しかし初期のこれらの兆候が何らかのことを示すのであれば、変更は意図したものとは逆の効果をもたらしたかもしれない。ストラトフォードの今年の最初の4開催で障害競走に出走した174頭のうち5.7%が転倒もしくは落馬しているのである。
この数字は2021年の4.2%や2019年の4%とは対照的である。今年は出走頭数が少なかったので、理論的には騎手がこれらの安全性が高いと思われる障害を馬によりよく見せられるはずだった。
この傾向は、ストラトフォードと並んでほとんどの開催で白い障害を用いているニュートンアボット競馬場でも同じだ。ニュートンアボットの今年最初の3開催で障害競走に出走した馬の5.5%が転倒もしくは落馬している。2021年の5.2%、2019年の3.7%から上昇している。この競馬場でもやはり出走頭数が減少しているにもかかわらずだ。
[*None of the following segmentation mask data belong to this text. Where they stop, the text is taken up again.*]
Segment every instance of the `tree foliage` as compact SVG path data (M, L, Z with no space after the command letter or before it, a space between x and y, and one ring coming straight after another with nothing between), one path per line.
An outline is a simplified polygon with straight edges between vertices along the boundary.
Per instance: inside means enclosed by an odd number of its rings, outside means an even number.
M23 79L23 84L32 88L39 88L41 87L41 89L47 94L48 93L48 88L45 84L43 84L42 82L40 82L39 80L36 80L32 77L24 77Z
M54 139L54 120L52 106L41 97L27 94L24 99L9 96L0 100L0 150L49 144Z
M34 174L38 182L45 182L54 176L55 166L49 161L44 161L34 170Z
まだごく初期の段階であることは明らかだが、これまでのところ研究結果を補強する証拠はないようだ。5月21日(土)以降の開催でこのような傾向が続くかどうかを見るのは興味ぶかいことである。BHAがそれらの数字に最新の注意を払うことが期待される。
競馬賭事賦課公社(Levy Board)からの補助金25万5,000ポンド(約4,080万円)を受けて、白色の障害は12月までに英国のすべての競馬場に設置される予定である。状況を評価し、ともすれば障害シーズンが本格的に始まる前に設置を休止しようというなら多くの時間はない。